Sur la piste sonore n°7

     par Philippe Roger

 

    Les deux artistes qui ont provoqué à leur corps défendant les remarques précédentes peuvent aider à faire le point sur les questions audiovisuelles qui nous occupent. Puisque nous en sommes arrivés à reconnaître le primat de l'artisan sur son outil, les exemples de Kubrick et Menuhin doivent inciter à quelques méditations.

    Par son travail multiforme, Stanley Kubrick fait comprendre que le cinéma n'en est peut-être encore qu'à ses débuts — non qu'il n'ait déjà fourni des preuves innombrables de sa puissance créatrice, mais, plutôt, parce qu'il désigne en creux l'étendue du parcours à entreprendre.

    C'est ici qu'on croise notre désormais familière histoire du son. Alors même qu'une majorité de films continuent à faire preuve d'une indigence coupable dans la manière d'envisager le son comme support standard d'une simple continuité narrative, certains — dont Kubrick, mais il faudrait en citer d'autres : les Ophuls, Grémillon, Bresson, Tati, etc. — "pensent sonore", réinventant à chaque plan les rapports vivants, donc fluctuants, subtils et paradoxaux, qui se tissent entre images et sons, ainsi qu'entre sons.

    La musique est un cas probant. Musique au cinéma ? L'on songe à l'illustration plate, alors qu'il est tant d'autres façons de composer en film. Oui, composer . Un cinéaste, au fond, est compositeur. Il organise les matériaux les plus divers en une unité de l'ordre du prototype. Lorsque Kubrick prend une musique, il lui confère un sens nouveau, qui bouleverse tout ce que l'on pouvait penser du thème le plus galvaudé. Le plus souvent, l'inédit naît d'un ordinaire repris sous un angle jusqu'alors impensé. La Sarabande de Haendel dans Barry Lindon devient soudain composition originale, nouvelle. Une valse de Strauss prend sans qu'on y prenne garde des dimensions métaphysiques ; et ainsi de suite. Il faudrait une analyse serrée de chaque œuvre pour restituer la dimension de ce travail si particulier qui s'appelle mise en scène.

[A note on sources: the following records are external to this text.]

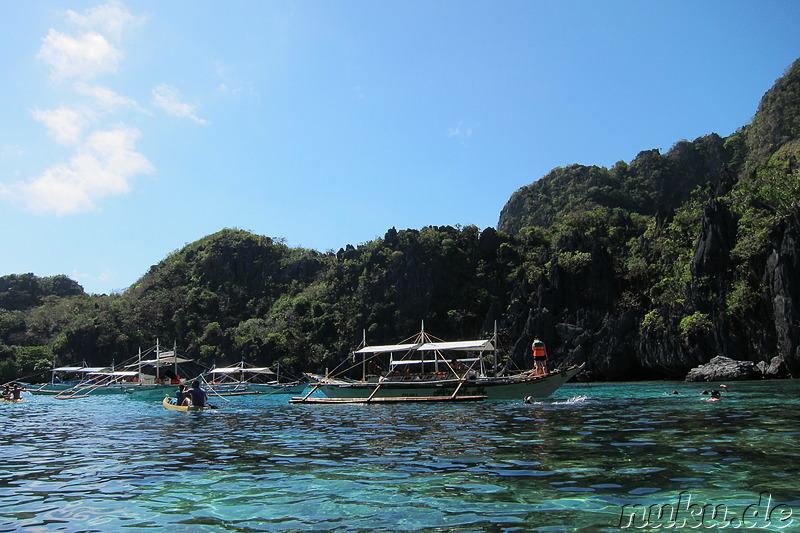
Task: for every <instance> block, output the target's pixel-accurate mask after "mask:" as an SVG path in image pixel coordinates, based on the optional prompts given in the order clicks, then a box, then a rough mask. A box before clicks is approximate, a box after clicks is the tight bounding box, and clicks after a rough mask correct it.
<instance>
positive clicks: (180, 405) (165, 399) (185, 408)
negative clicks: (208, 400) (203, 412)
mask: <svg viewBox="0 0 800 533" xmlns="http://www.w3.org/2000/svg"><path fill="white" fill-rule="evenodd" d="M161 405H163V406H164V409H166V410H168V411H207V410H208V409H215V407H211V406H210V405H206V406H204V407H197V406H195V405H178V400H177V398H170V397H169V396H165V397H164V399H163V400H162V401H161Z"/></svg>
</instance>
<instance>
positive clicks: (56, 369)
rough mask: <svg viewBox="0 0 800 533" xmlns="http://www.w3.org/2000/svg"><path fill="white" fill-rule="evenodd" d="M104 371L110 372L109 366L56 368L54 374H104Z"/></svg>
mask: <svg viewBox="0 0 800 533" xmlns="http://www.w3.org/2000/svg"><path fill="white" fill-rule="evenodd" d="M103 370H108V367H107V366H60V367H58V368H54V369H53V370H52V371H53V372H87V373H91V372H102V371H103Z"/></svg>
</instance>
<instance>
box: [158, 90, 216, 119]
mask: <svg viewBox="0 0 800 533" xmlns="http://www.w3.org/2000/svg"><path fill="white" fill-rule="evenodd" d="M152 93H153V104H154V105H155V106H157V107H160V108H161V109H163V110H164V112H166V113H167V114H168V115H171V116H173V117H178V118H188V119H190V120H193V121H194V122H196V123H197V124H205V123H206V121H205V120H204V119H202V118H200V117H198V116H197V114H196V113H195V109H194V106H192V105H190V104H187V103H186V102H184V101H183V100H182V98H181V94H180V92H179V91H178V90H177V89H176V88H174V87H171V86H169V85H167V84H166V83H162V84H160V85H158V86H156V87H154V88H153V91H152Z"/></svg>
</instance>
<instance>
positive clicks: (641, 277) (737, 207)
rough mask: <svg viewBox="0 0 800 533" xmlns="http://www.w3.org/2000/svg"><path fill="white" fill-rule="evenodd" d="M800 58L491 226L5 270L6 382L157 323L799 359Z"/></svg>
mask: <svg viewBox="0 0 800 533" xmlns="http://www.w3.org/2000/svg"><path fill="white" fill-rule="evenodd" d="M799 160H800V61H798V62H795V64H794V65H793V66H792V67H791V68H790V69H789V70H788V71H787V73H786V75H785V76H784V77H783V78H782V79H781V80H778V82H777V83H776V85H775V87H774V88H773V89H772V90H771V91H770V92H769V93H767V95H765V97H764V99H763V100H762V102H761V105H760V106H759V112H758V114H757V115H756V116H755V118H754V120H753V123H752V124H750V125H747V126H745V127H743V128H742V129H740V130H739V131H737V132H736V133H734V134H733V135H731V136H729V137H727V138H722V137H720V136H718V135H716V134H711V135H707V136H704V137H701V138H698V139H695V140H694V141H691V142H690V141H686V140H682V141H679V142H677V143H676V144H675V145H674V146H673V147H672V148H671V149H670V150H669V151H668V152H667V153H666V154H661V153H659V151H657V150H648V151H643V152H641V153H640V154H639V155H638V156H637V157H636V158H635V159H634V160H633V161H631V162H630V163H625V162H622V161H620V162H618V163H617V164H616V165H614V167H612V168H610V169H608V168H603V167H597V166H581V165H571V166H568V167H566V168H556V169H554V170H552V171H551V172H550V173H548V174H547V175H546V176H544V177H542V178H541V179H539V180H537V181H536V182H534V183H532V184H530V185H527V186H525V187H522V188H521V189H520V190H518V191H517V192H515V193H514V194H513V195H512V197H511V198H510V199H509V202H508V203H507V205H506V206H505V208H504V209H503V212H502V214H501V216H500V221H499V224H498V228H497V229H493V228H487V229H484V230H480V229H479V228H477V227H475V226H466V227H456V228H453V227H448V226H444V227H425V228H422V229H418V230H417V229H407V230H401V231H397V230H396V229H394V228H392V229H390V230H389V231H387V233H386V235H385V236H384V237H383V238H380V239H375V240H374V241H370V242H367V243H364V244H361V245H359V246H351V245H348V246H346V247H345V248H343V249H341V250H339V251H338V252H337V253H333V252H328V253H320V252H317V251H313V250H306V249H302V248H289V247H287V246H286V245H285V244H283V243H282V242H280V241H279V240H275V239H271V238H269V237H264V236H259V235H254V234H251V233H249V232H245V231H241V230H236V229H225V230H222V231H220V232H218V233H215V234H213V235H209V236H207V237H205V238H203V239H200V240H199V241H197V242H194V243H191V244H189V245H187V246H186V247H184V248H183V249H181V250H178V251H176V252H174V253H172V254H170V255H169V256H168V257H166V258H165V259H164V260H163V261H161V262H160V263H158V264H157V265H154V266H153V267H152V268H151V269H150V270H149V272H147V273H146V274H145V275H144V276H143V277H142V278H141V279H140V280H138V281H137V282H136V283H134V284H133V285H132V286H131V287H130V288H129V289H128V290H126V291H125V292H124V293H122V294H112V295H92V296H89V295H86V294H84V292H83V290H82V289H81V288H80V286H78V285H77V284H76V283H75V282H73V281H71V280H69V279H68V278H66V277H64V276H56V277H53V278H39V277H36V276H34V275H33V274H26V275H11V276H4V277H1V278H0V380H2V381H6V380H8V379H12V378H15V377H19V376H26V375H30V374H33V373H36V372H39V371H42V370H44V369H47V368H49V367H50V366H51V365H52V364H67V363H74V362H79V361H82V360H84V361H86V362H87V363H90V364H108V363H110V362H111V361H112V360H115V361H117V362H120V361H124V360H125V359H127V358H129V357H131V356H132V355H133V354H135V353H136V352H137V350H138V348H139V347H147V346H150V345H152V344H153V343H154V342H155V339H156V338H160V339H161V340H162V342H165V343H167V344H171V343H172V342H173V341H174V342H176V343H177V346H178V349H179V351H180V352H182V353H185V354H186V355H188V356H190V357H192V358H195V359H197V360H198V361H199V362H201V363H202V364H205V365H207V366H210V365H211V364H213V363H216V364H227V363H232V362H235V361H239V360H242V359H243V360H245V361H247V362H250V363H254V364H274V363H275V362H277V361H280V362H281V363H282V364H283V365H284V368H288V369H290V370H291V371H294V372H295V373H299V372H301V371H320V370H324V369H325V368H328V367H329V368H333V367H336V366H337V365H338V364H339V363H340V362H342V361H343V360H344V359H345V358H347V357H348V356H349V352H350V350H352V349H353V348H354V347H356V345H357V344H358V343H359V341H360V340H361V338H362V334H363V333H362V332H366V335H367V339H368V340H369V341H370V342H371V343H373V344H380V343H388V342H394V341H397V340H400V339H403V338H406V337H408V336H409V335H411V334H413V333H415V332H416V331H417V330H418V329H419V327H420V323H421V321H422V320H424V321H425V326H426V330H428V331H430V332H432V333H434V334H435V335H437V336H439V337H442V338H446V339H457V338H463V337H473V336H478V335H483V334H486V333H487V332H489V331H491V329H492V328H493V325H494V323H495V321H497V322H498V323H499V326H500V334H501V345H503V346H504V347H506V348H507V352H508V355H509V356H510V357H512V358H513V359H515V360H516V361H517V362H518V363H520V364H521V365H522V366H524V365H525V363H526V361H525V357H526V355H527V347H528V344H529V342H528V341H529V337H530V336H531V335H532V334H533V333H534V331H533V329H534V328H538V329H539V330H541V333H542V334H544V335H545V340H546V341H548V345H549V346H550V351H551V355H552V356H553V359H554V364H557V363H559V362H577V361H579V360H586V361H589V363H590V370H592V371H593V372H595V373H596V374H597V376H599V377H606V378H609V377H612V378H624V377H640V378H641V377H679V376H681V372H685V371H686V370H687V367H690V366H692V365H695V364H697V363H698V362H704V361H706V360H708V359H709V358H710V357H711V356H713V355H716V354H717V353H726V354H729V355H733V356H737V357H740V358H751V359H753V360H757V361H769V359H770V358H771V357H773V356H775V355H779V356H781V357H783V359H784V361H785V364H786V365H787V366H788V367H790V369H792V370H793V371H794V372H797V371H798V370H800V360H797V355H795V354H797V353H800V332H799V331H798V325H797V320H796V316H800V294H799V293H800V280H799V279H797V274H795V272H797V271H798V269H799V268H800V259H799V258H798V255H800V251H798V247H797V245H796V243H797V242H798V239H800V237H798V235H797V234H798V233H800V209H799V206H798V202H800V164H799V163H800V162H799Z"/></svg>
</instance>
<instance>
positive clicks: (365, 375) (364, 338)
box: [361, 329, 367, 381]
mask: <svg viewBox="0 0 800 533" xmlns="http://www.w3.org/2000/svg"><path fill="white" fill-rule="evenodd" d="M361 336H362V337H361V347H362V348H363V347H365V346H366V345H367V330H366V329H362V330H361ZM361 381H367V354H366V353H363V354H361Z"/></svg>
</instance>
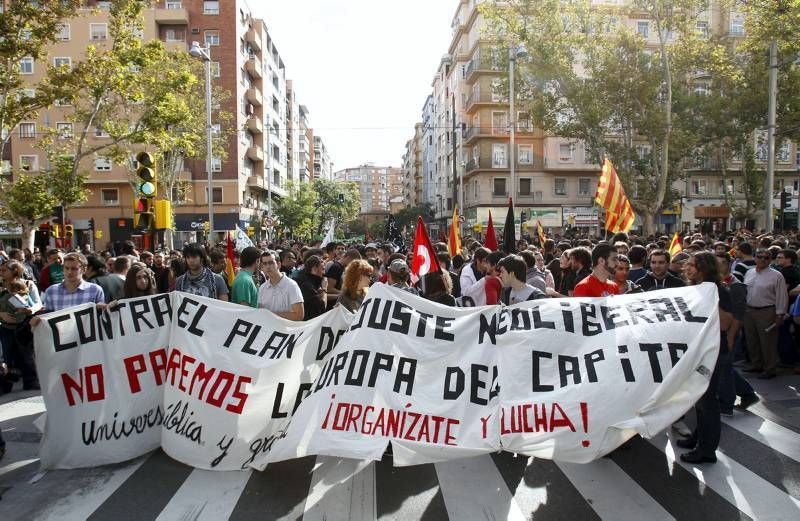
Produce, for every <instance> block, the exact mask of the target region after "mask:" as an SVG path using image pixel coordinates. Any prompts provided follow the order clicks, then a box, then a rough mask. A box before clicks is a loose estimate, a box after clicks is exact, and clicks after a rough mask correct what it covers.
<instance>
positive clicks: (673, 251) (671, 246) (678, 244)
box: [669, 232, 683, 257]
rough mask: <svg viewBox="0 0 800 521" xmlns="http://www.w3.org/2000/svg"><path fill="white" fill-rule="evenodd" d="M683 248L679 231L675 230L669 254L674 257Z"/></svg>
mask: <svg viewBox="0 0 800 521" xmlns="http://www.w3.org/2000/svg"><path fill="white" fill-rule="evenodd" d="M682 250H683V246H681V238H680V237H678V232H675V235H673V236H672V240H671V241H670V243H669V256H670V257H674V256H675V255H676V254H678V253H680V252H681V251H682Z"/></svg>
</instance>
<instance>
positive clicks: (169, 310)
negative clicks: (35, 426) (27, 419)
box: [33, 294, 172, 469]
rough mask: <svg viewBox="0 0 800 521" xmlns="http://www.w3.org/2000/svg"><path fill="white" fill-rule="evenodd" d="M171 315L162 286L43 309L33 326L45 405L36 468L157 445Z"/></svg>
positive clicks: (158, 432)
mask: <svg viewBox="0 0 800 521" xmlns="http://www.w3.org/2000/svg"><path fill="white" fill-rule="evenodd" d="M171 316H172V309H171V300H170V296H169V295H168V294H164V295H155V296H151V297H141V298H137V299H129V300H121V301H119V306H118V307H117V308H116V310H115V311H102V310H98V309H97V308H96V307H95V306H94V304H91V305H83V306H78V307H73V308H69V309H66V310H63V311H58V312H55V313H49V314H46V315H42V317H41V318H42V322H41V323H40V324H39V325H38V326H37V327H35V328H33V334H34V345H35V346H36V366H37V368H38V371H39V381H40V383H41V385H42V396H43V398H44V403H45V406H46V408H47V421H46V423H45V429H44V436H43V438H42V445H41V449H40V451H39V457H40V458H41V461H42V467H43V468H46V469H55V468H78V467H90V466H96V465H105V464H108V463H117V462H121V461H125V460H129V459H131V458H135V457H137V456H140V455H142V454H145V453H146V452H148V451H150V450H153V449H155V448H157V447H158V446H159V444H160V440H161V424H162V422H163V420H164V410H163V409H162V408H161V397H162V395H161V385H160V384H161V383H162V380H161V379H162V376H163V370H164V367H165V365H166V362H167V346H168V343H169V328H170V317H171Z"/></svg>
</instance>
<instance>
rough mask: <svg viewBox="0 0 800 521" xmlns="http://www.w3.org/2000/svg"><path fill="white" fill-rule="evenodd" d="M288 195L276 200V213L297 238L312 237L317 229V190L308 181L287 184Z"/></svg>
mask: <svg viewBox="0 0 800 521" xmlns="http://www.w3.org/2000/svg"><path fill="white" fill-rule="evenodd" d="M286 190H287V191H288V192H289V194H288V196H287V197H284V198H282V199H278V200H277V201H276V202H275V214H276V215H277V216H278V219H280V222H281V223H282V225H283V226H285V227H286V228H288V229H289V230H290V231H291V233H292V236H293V237H295V238H298V237H302V238H306V239H310V238H312V237H313V236H314V233H315V231H316V230H317V227H316V224H317V215H318V213H319V212H318V209H317V200H318V196H317V191H316V190H315V189H314V187H313V186H311V185H310V184H308V183H299V184H295V183H293V182H292V181H289V182H288V183H287V185H286Z"/></svg>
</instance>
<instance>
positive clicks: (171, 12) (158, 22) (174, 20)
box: [155, 7, 189, 25]
mask: <svg viewBox="0 0 800 521" xmlns="http://www.w3.org/2000/svg"><path fill="white" fill-rule="evenodd" d="M155 19H156V24H158V25H189V11H188V10H186V8H184V7H182V8H180V9H156V13H155Z"/></svg>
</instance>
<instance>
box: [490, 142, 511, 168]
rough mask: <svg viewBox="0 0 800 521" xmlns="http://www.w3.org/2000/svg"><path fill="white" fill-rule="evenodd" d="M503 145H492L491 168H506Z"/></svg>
mask: <svg viewBox="0 0 800 521" xmlns="http://www.w3.org/2000/svg"><path fill="white" fill-rule="evenodd" d="M507 155H508V154H506V144H505V143H492V168H508V158H507Z"/></svg>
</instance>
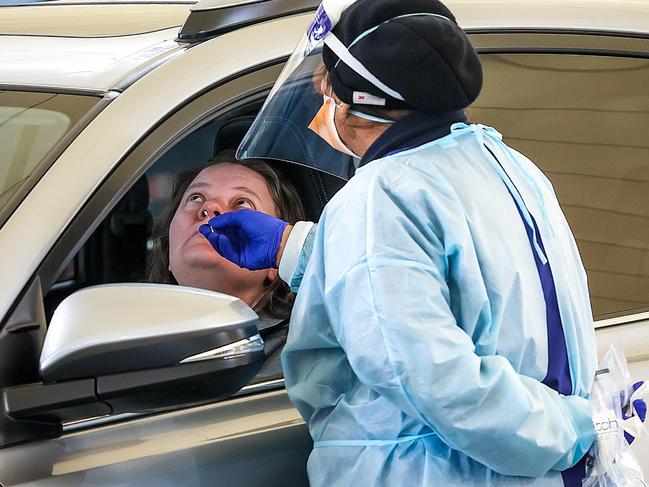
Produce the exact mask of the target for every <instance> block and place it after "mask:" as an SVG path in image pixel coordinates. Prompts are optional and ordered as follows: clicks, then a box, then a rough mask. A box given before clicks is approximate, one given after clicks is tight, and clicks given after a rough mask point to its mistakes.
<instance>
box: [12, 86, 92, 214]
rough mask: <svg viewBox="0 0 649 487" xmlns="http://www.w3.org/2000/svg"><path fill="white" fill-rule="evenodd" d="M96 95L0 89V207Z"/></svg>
mask: <svg viewBox="0 0 649 487" xmlns="http://www.w3.org/2000/svg"><path fill="white" fill-rule="evenodd" d="M98 101H99V99H98V98H95V97H90V96H80V95H63V94H57V93H37V92H19V91H0V208H2V207H3V206H4V205H5V204H6V203H7V202H8V201H9V199H10V198H11V196H12V195H13V194H14V193H15V192H16V191H17V190H18V188H19V187H20V186H21V184H22V182H23V181H25V179H27V178H28V177H29V176H30V175H31V174H32V173H33V172H34V171H35V169H36V168H37V167H38V165H39V163H40V162H41V161H42V160H43V159H44V158H45V156H46V155H47V154H48V152H49V151H50V150H51V149H52V148H53V147H54V146H55V145H56V143H57V142H58V141H59V140H61V138H63V136H64V135H65V134H66V133H67V132H68V131H69V130H70V129H71V128H72V126H73V125H74V124H75V123H76V122H77V121H78V120H80V119H81V117H83V115H85V114H86V113H87V112H88V111H89V110H90V109H91V108H92V107H93V106H94V105H95V104H96V103H97V102H98Z"/></svg>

Nous renvoyons aux films, pour qui voudrait pousser plus avant l'investigation.

    Quant à Menuhin, il peut aider à mettre en valeur certaines données de base des questions d'enregistrement (ce qui ne nous éloigne guère du cinéma). Pourquoi ses plus grands disques ont-ils été réalisés avant-guerre ? Est-ce uniquement en raison des problèmes techniques qui ont peu à peu brouillé l'image idéale initiale ? Ce ne semble pas l'essentiel. Il faut plutôt se rapporter à ce fait, décisif : ces premiers disques étaient réalisés sans montage, dans des condition s'apparentant au concert. De même qu'un cinéaste attentif aux acteurs sait qu'un plan séquence vaut souvent mieux qu'un savant découpage, de même une prise sur le vif — pour un fois, le terme anglais est plus approprié : le live, c'est la vie — préserve le jaillissement d'une musique en train de se faire. Et si Menuhin a tant défendu Furtwängler, c'est sans doute parce qu'il a reconnu dans le chef d'orchestre inspiré quelqu'un de la même famille que lui, quelqu'un pour qui l'œuvre n'est jamais fixée à l'avance. L'interprétation est le geste bouleversant d'une naissance toujours nouvelle. L'interprète crée autant que le compositeur, dans le même esprit libre que lui. Il est un intercréateur.